Depois de dar esse mosh metafórico em show no Recife e em Porto Alegre, Maíra chega ao Teatro Net Rio, no próximo dia 25, com sua voz, piano, teclado e loops ao lado dos músicos Guilherme Oliveira (percussão) e Cassius Theperson (bateria). Edu Krieger, Felipe Cordeiro e João Sabiá sobem ao palco para participações especiais.
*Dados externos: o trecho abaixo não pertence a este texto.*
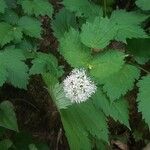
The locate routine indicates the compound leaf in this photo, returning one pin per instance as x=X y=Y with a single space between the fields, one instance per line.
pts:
x=62 y=23
x=30 y=26
x=106 y=63
x=76 y=54
x=98 y=34
x=119 y=83
x=9 y=33
x=128 y=24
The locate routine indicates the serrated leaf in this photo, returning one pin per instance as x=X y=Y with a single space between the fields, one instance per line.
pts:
x=118 y=109
x=106 y=63
x=99 y=33
x=44 y=63
x=74 y=52
x=5 y=144
x=117 y=84
x=59 y=97
x=11 y=17
x=143 y=4
x=62 y=23
x=13 y=69
x=37 y=7
x=83 y=8
x=30 y=26
x=9 y=33
x=2 y=6
x=7 y=116
x=56 y=91
x=128 y=24
x=140 y=49
x=82 y=120
x=144 y=98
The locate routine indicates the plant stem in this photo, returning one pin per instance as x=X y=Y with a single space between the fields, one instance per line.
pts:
x=104 y=8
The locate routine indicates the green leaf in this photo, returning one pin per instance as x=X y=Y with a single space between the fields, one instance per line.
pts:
x=117 y=84
x=144 y=98
x=30 y=26
x=37 y=7
x=106 y=63
x=56 y=91
x=139 y=48
x=128 y=24
x=9 y=33
x=83 y=120
x=13 y=69
x=99 y=33
x=143 y=4
x=7 y=116
x=44 y=63
x=74 y=52
x=62 y=23
x=59 y=98
x=5 y=144
x=32 y=147
x=118 y=109
x=11 y=17
x=2 y=6
x=11 y=3
x=83 y=8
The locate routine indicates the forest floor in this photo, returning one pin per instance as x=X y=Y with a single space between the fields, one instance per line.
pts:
x=37 y=114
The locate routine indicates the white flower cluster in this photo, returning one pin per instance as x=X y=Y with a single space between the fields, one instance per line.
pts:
x=78 y=87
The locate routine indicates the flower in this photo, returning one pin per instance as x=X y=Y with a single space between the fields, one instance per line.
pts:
x=78 y=87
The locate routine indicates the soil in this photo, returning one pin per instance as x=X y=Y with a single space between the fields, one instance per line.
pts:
x=37 y=114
Além das músicas autorais, a cantora vai apresentar três releituras criativas, que demonstram sua vocação para mesclar clássico e moderno: “Estranha loucura” (de Michael Sullivan e Paulo Massadas, sucesso na voz de Alcione), “Minha festa”, de Nelson Cavaquinho e Guilherme de Brito, e “Feeling Good”, sucesso interpretado por Nina Simone, que no disco ganhou releitura samba-reggae ao lado do Ilê Aiyê.
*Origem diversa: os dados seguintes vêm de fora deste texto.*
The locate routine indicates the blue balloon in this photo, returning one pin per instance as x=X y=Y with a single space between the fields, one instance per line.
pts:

A reverência à ativista Nina Simone e o conceito do disco, de desvendar a alma de uma mulher, chegam em consonância aos debates do último mês sobre os direitos femininos, que incluíram manifestações contra o presidente da Câmara Eduardo Cunha (autor de projeto de lei que dificulta o acesso ao aborto em caso de estupro) e campanhas nas redes sociais como #meuprimeiroassedio e #AgoraEQueSaoElas. Um momento que Maíra classifica como extremamente necessário:

“Eu sou totalmente a favor do aborto, da pílula do dia seguinte, da escolha das mulheres sobre o que fazer com o próprio corpo. Às vezes, a gente vive em um meio em que essas coisas são óbvias, mas aí vêm esses políticos, falando aberrações, e vemos que tem muita gente que vota neles. Então, essas manifestações são necessárias, temos que ir às ruas, sim”.
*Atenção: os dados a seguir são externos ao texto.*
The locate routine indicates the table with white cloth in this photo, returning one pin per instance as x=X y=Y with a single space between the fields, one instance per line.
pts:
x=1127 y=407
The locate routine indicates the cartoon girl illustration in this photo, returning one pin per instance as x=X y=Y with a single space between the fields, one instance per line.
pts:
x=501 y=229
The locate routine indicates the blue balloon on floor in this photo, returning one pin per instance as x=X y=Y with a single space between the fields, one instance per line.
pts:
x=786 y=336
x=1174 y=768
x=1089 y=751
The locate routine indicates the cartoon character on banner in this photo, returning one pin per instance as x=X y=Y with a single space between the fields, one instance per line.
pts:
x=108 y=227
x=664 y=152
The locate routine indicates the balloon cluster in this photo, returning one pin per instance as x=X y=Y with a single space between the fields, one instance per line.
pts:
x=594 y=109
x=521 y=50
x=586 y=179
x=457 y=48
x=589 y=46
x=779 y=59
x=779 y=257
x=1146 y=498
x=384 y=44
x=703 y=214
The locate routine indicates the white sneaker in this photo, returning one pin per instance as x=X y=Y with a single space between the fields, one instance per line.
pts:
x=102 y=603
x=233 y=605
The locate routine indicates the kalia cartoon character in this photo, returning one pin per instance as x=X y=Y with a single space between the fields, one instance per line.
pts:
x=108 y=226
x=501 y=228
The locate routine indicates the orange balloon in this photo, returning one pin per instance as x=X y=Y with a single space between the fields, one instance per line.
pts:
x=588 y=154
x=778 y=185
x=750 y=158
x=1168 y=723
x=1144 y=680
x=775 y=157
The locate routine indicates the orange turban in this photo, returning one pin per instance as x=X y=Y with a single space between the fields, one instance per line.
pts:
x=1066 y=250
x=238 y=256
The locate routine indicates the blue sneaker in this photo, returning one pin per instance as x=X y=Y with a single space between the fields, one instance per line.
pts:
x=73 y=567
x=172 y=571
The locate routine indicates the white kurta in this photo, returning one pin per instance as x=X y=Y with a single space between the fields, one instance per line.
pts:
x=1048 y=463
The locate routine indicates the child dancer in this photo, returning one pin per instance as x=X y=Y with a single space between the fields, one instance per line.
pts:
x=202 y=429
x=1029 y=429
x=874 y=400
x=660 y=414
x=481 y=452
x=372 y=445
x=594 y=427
A musicista também leu tudo que chegava à sua timeline com a hashtag primeiro assédio. “Além dos relatos horríveis que foram compartilhados, de casos de estupro e abusos de familiares, vimos como faz parte do cotidiano das mulheres andarem com medo: o ‘fiu-fiu’, o ‘gostosa’, o sarrar no ônibus são práticas extremamente comuns. Devemos lutar para que deixem de ser”, avalia. Como Maíra diz na letra de “Nua”, que a moça possa ser “imoral primitiva/forte, nua, bruta, pura e lasciva/bem maluca e teimosa/descabida e gostosa/escancarada e macia firme, fresca, simples, livre, leve e solta”. Que ela seja o que quiser.

Serviço:
Show de Maíra Freitas em lançamento do CD ‘Piano e Batucada’, com participação especial de Edu Krieger, Felipe Cordeiro e João Sabiá

Quarta-feira, 25/11, a partir das 19h30.

Theatro Net Rio. Shopping Cidade Copacabana. Rua Siqueira Campos, 143/2º piso, Copacabana (2147-8060).